In algorithmic trading the spotlight usually shines on the alpha model component of the full trading system. This is the part of the system that generates the trading signals, prior to filtration by a risk management or portfolio construction system. As such, algo traders often spend a significant portion of their research time refining the alpha model in order to generate the greatest backtested Sharpe ratio prior to putting their system into production.
However, an alpha model is only as good as the data being fed to it. This concept is nicely summed up by the the old computer science adage of "garbage in, garbage out." It is crucial that accurate, timely data is used to feed the alpha model otherwise results will be at best poor or at worst completely incorrect, leading to large losses if the system is put into production.
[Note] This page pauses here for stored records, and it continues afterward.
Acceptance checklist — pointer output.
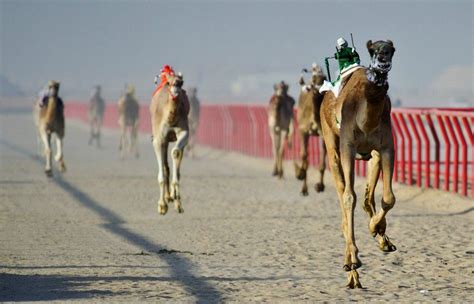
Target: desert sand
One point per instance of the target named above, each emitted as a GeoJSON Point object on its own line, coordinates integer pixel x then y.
{"type": "Point", "coordinates": [94, 234]}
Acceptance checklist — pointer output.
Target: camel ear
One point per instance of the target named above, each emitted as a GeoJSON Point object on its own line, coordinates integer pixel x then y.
{"type": "Point", "coordinates": [391, 44]}
{"type": "Point", "coordinates": [369, 48]}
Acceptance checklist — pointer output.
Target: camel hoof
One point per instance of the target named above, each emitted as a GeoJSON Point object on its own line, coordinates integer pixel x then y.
{"type": "Point", "coordinates": [353, 280]}
{"type": "Point", "coordinates": [162, 209]}
{"type": "Point", "coordinates": [386, 245]}
{"type": "Point", "coordinates": [177, 206]}
{"type": "Point", "coordinates": [319, 187]}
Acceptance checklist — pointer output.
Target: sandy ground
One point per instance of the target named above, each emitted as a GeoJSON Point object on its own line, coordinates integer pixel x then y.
{"type": "Point", "coordinates": [93, 233]}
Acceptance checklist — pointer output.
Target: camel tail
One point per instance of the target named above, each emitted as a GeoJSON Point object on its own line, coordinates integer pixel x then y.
{"type": "Point", "coordinates": [300, 173]}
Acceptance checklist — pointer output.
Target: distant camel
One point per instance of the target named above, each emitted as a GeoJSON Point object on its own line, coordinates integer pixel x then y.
{"type": "Point", "coordinates": [96, 114]}
{"type": "Point", "coordinates": [309, 124]}
{"type": "Point", "coordinates": [280, 123]}
{"type": "Point", "coordinates": [48, 113]}
{"type": "Point", "coordinates": [356, 125]}
{"type": "Point", "coordinates": [169, 109]}
{"type": "Point", "coordinates": [128, 109]}
{"type": "Point", "coordinates": [193, 118]}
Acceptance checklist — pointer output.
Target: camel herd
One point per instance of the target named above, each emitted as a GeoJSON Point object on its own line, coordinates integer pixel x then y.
{"type": "Point", "coordinates": [354, 125]}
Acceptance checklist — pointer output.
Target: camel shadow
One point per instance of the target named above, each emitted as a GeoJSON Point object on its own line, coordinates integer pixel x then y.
{"type": "Point", "coordinates": [180, 267]}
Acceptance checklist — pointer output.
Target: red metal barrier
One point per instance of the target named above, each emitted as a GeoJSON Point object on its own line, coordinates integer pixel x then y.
{"type": "Point", "coordinates": [416, 132]}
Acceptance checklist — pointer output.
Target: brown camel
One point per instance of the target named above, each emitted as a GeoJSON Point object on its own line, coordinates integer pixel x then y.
{"type": "Point", "coordinates": [193, 119]}
{"type": "Point", "coordinates": [280, 123]}
{"type": "Point", "coordinates": [309, 124]}
{"type": "Point", "coordinates": [169, 109]}
{"type": "Point", "coordinates": [48, 114]}
{"type": "Point", "coordinates": [356, 125]}
{"type": "Point", "coordinates": [128, 109]}
{"type": "Point", "coordinates": [96, 114]}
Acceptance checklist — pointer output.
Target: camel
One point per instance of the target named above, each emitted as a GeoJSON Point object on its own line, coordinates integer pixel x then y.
{"type": "Point", "coordinates": [96, 114]}
{"type": "Point", "coordinates": [48, 113]}
{"type": "Point", "coordinates": [169, 109]}
{"type": "Point", "coordinates": [280, 123]}
{"type": "Point", "coordinates": [356, 125]}
{"type": "Point", "coordinates": [128, 109]}
{"type": "Point", "coordinates": [193, 119]}
{"type": "Point", "coordinates": [309, 124]}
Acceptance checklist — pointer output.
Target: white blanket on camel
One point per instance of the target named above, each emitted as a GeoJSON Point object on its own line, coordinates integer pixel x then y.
{"type": "Point", "coordinates": [338, 85]}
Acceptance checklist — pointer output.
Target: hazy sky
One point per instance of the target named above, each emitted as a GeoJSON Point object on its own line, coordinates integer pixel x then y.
{"type": "Point", "coordinates": [232, 50]}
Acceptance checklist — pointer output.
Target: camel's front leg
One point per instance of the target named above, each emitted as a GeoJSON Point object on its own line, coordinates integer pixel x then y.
{"type": "Point", "coordinates": [160, 156]}
{"type": "Point", "coordinates": [46, 138]}
{"type": "Point", "coordinates": [352, 261]}
{"type": "Point", "coordinates": [319, 187]}
{"type": "Point", "coordinates": [59, 154]}
{"type": "Point", "coordinates": [122, 141]}
{"type": "Point", "coordinates": [177, 155]}
{"type": "Point", "coordinates": [275, 137]}
{"type": "Point", "coordinates": [281, 150]}
{"type": "Point", "coordinates": [378, 224]}
{"type": "Point", "coordinates": [301, 171]}
{"type": "Point", "coordinates": [134, 140]}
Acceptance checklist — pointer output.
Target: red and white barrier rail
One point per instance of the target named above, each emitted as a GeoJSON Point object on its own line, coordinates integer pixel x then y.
{"type": "Point", "coordinates": [434, 146]}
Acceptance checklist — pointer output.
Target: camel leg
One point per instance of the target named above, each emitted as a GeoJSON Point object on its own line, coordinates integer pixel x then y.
{"type": "Point", "coordinates": [322, 167]}
{"type": "Point", "coordinates": [373, 173]}
{"type": "Point", "coordinates": [160, 156]}
{"type": "Point", "coordinates": [46, 138]}
{"type": "Point", "coordinates": [378, 223]}
{"type": "Point", "coordinates": [348, 203]}
{"type": "Point", "coordinates": [121, 141]}
{"type": "Point", "coordinates": [281, 150]}
{"type": "Point", "coordinates": [59, 157]}
{"type": "Point", "coordinates": [134, 139]}
{"type": "Point", "coordinates": [275, 144]}
{"type": "Point", "coordinates": [177, 155]}
{"type": "Point", "coordinates": [97, 134]}
{"type": "Point", "coordinates": [301, 171]}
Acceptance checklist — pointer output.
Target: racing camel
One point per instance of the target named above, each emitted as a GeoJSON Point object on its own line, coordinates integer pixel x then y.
{"type": "Point", "coordinates": [169, 109]}
{"type": "Point", "coordinates": [309, 124]}
{"type": "Point", "coordinates": [280, 123]}
{"type": "Point", "coordinates": [356, 125]}
{"type": "Point", "coordinates": [128, 109]}
{"type": "Point", "coordinates": [48, 114]}
{"type": "Point", "coordinates": [96, 114]}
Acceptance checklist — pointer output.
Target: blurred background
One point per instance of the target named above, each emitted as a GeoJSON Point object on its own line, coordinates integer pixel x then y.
{"type": "Point", "coordinates": [233, 51]}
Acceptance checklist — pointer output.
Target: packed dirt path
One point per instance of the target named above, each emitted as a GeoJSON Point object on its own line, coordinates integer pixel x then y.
{"type": "Point", "coordinates": [94, 234]}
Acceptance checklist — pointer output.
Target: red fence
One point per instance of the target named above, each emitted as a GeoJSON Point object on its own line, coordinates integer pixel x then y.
{"type": "Point", "coordinates": [434, 147]}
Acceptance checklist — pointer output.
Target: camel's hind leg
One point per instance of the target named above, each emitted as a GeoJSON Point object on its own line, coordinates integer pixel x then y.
{"type": "Point", "coordinates": [46, 138]}
{"type": "Point", "coordinates": [378, 223]}
{"type": "Point", "coordinates": [161, 154]}
{"type": "Point", "coordinates": [59, 154]}
{"type": "Point", "coordinates": [319, 187]}
{"type": "Point", "coordinates": [348, 203]}
{"type": "Point", "coordinates": [177, 155]}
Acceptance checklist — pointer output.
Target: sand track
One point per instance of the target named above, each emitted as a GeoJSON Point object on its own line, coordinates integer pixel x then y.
{"type": "Point", "coordinates": [93, 233]}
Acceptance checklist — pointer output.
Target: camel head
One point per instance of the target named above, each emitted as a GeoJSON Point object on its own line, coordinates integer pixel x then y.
{"type": "Point", "coordinates": [175, 83]}
{"type": "Point", "coordinates": [381, 53]}
{"type": "Point", "coordinates": [281, 89]}
{"type": "Point", "coordinates": [53, 88]}
{"type": "Point", "coordinates": [192, 91]}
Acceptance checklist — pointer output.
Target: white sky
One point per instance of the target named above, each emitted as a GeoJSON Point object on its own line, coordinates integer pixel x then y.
{"type": "Point", "coordinates": [232, 50]}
In this article I want to discuss issues surrounding the acquisition and provision of timely accurate data for an algorithmic strategy backtesting system and ultimately a trading execution engine. In particular we will study how to obtain financial data, how to store it, how to clean it and how to export it. In the financial industry this type of data service is known as a securities master database.
What is a Securities Master?
A securities master is an organisation-wide database that stores fundamental, pricing and transactional data for a variety of financial instruments across asset classes. It provides access to this information in a consistent manner to be used by other departments such as risk management, clearing/settlement and proprietary trading.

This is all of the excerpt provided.